Monday, August 13, 2007

A Little Glimpse into the Welcoming Past


By Lars Trodson

When I was a kid I never watched The Wonderful World of Disney. I always watched the Jackie Gleason Show. I loved the announcer, and the look of the camera flying low over Miami Beach, and then there were the girls surrounded by chiffon announcing the names of Art Carney and the June Taylor Dancers. The entire feel and look of the show seemed to me something out of a different era -- a more glamorous, timeless era than my own -- and that is what I loved the most about it, I think.

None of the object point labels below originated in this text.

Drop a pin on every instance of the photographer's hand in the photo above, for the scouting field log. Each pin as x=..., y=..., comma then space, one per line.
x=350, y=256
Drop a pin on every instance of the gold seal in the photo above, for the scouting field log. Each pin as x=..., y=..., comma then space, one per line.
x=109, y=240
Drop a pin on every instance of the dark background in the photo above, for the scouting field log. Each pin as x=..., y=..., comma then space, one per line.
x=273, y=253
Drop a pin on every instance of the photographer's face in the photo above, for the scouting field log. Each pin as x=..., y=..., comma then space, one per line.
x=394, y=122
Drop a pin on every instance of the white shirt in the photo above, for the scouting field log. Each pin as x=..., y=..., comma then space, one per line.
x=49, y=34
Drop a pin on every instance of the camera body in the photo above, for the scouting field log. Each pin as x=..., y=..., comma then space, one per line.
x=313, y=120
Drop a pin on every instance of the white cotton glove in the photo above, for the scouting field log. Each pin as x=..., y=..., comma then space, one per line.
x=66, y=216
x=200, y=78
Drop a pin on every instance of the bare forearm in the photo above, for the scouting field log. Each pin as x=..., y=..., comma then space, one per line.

I was a kid afraid of my own time. When I was very young, the brother of one of our friends in the neighborhood was killed in Vietnam, and I remember the women in the neighborhood bringing over food and other stuff, and it was a very scary thing to me. After that, I was sort of hyper-aware of the war. It was always on TV, or on the cover of Life or Look or Newsweek or Time and some of the pictures were very frightening to me. I had images of these soldiers -- the Vietnamese -- marching down my street. I hated that war and almost everything about it.

In an effort to escape, I sort of attached myself to the 1940s. It was an odd time to think of as tranquil, of course, but I saw nothing but elegance and courtesy through the photos I looked at and the movies I watched. This was a fiction, of course, but a useful one to me, because my own time seemed anything but elegant. So retreat I did into the glamour of an earlier time.

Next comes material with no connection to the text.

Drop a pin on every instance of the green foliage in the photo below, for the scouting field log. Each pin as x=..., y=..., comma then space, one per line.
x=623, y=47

One of the ways available to me to do that was through the Merv Griffin Show. In the 1970s, a great many of the major stars from the 1930s and 1940s were not only still alive, they were still very much in the public eye, and I could see them every afternoon. It is where I first heard Orson Welles’ voice, and I saw him do a magic trick that didn’t work. I listened to Bette Davis tell stories. Merv said: “There will never be another Bette Davis.” And she said something like: “Oh my dear, thank God for that.” The audience laughed. It was all scripted. I listened to the anecdotes of John Wayne and Jimmy Stewart and any number of other people. They all seemed enormously entertaining and authentic.

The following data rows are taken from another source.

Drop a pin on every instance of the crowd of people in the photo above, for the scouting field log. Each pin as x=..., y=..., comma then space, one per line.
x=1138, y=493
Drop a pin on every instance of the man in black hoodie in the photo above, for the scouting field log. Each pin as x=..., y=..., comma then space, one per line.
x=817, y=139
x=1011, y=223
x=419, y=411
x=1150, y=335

I knew that many of these stars had not only lived through war, their war, but had also fought in it. So their very presence was a comfort to me, because I felt if they could have gotten through the awfulness of World War II, then we all could get through the awfulness of Vietnam, too.

So I never looked at the guests on Merv as simply a parade of has-beens from a black and white era with some funny stories to tell, I looked at those old actors as symbols of resilience and fortitude and resourcefulness. Watching Merv’s show was one of the little ways in which I coped. It seemed like such a well-ordered and polite world. He would joke with the trumpet player – I forget the guy’s name -- as he introduced the band.

Is all this putting too much weight on a simple talk show? I suppose. But it seemed important to me at the time. And then of course you grow up, and that war ended, and so many of the people that I had acquainted myself with through books and movies left the scene, and Merv retreated to his businesses -- his hotels and the like -- and you saw him every once in a while.

He was the “Wheel of Fortune” guy, the inventor of “Jeopardy”, and because he stayed the same for so long, the way in which Johnny Carson stayed the same for so long, we didn’t think of Merv as being vulnerable to age or time.

Now, the era I longed for as a child, those silky 1940s, are retreating even further into the past, and I don’t have much use for them now -- as a comfort zone or as anything else. And even the era in which Merv reigned supreme, the 1970s, has gone through a couple of periods of acute nostalgia already and so it, too, is becoming less relevant and is becoming more silent with each passing year. So we are left with the ever-changing present.

Merv, in the end, seemed like an affable, decent man. You did not hear bad things about him, which is something. And his chatfest was a brief respite from the craziness of the late 1960s and early 1970s, and to have those little memories, those happy memories of Douglas Fairbanks Jr and Myrna Loy and Joan Blondell, memories that are better to have than of gunfights in the streets of Saigon, well, for that I will of course always be grateful.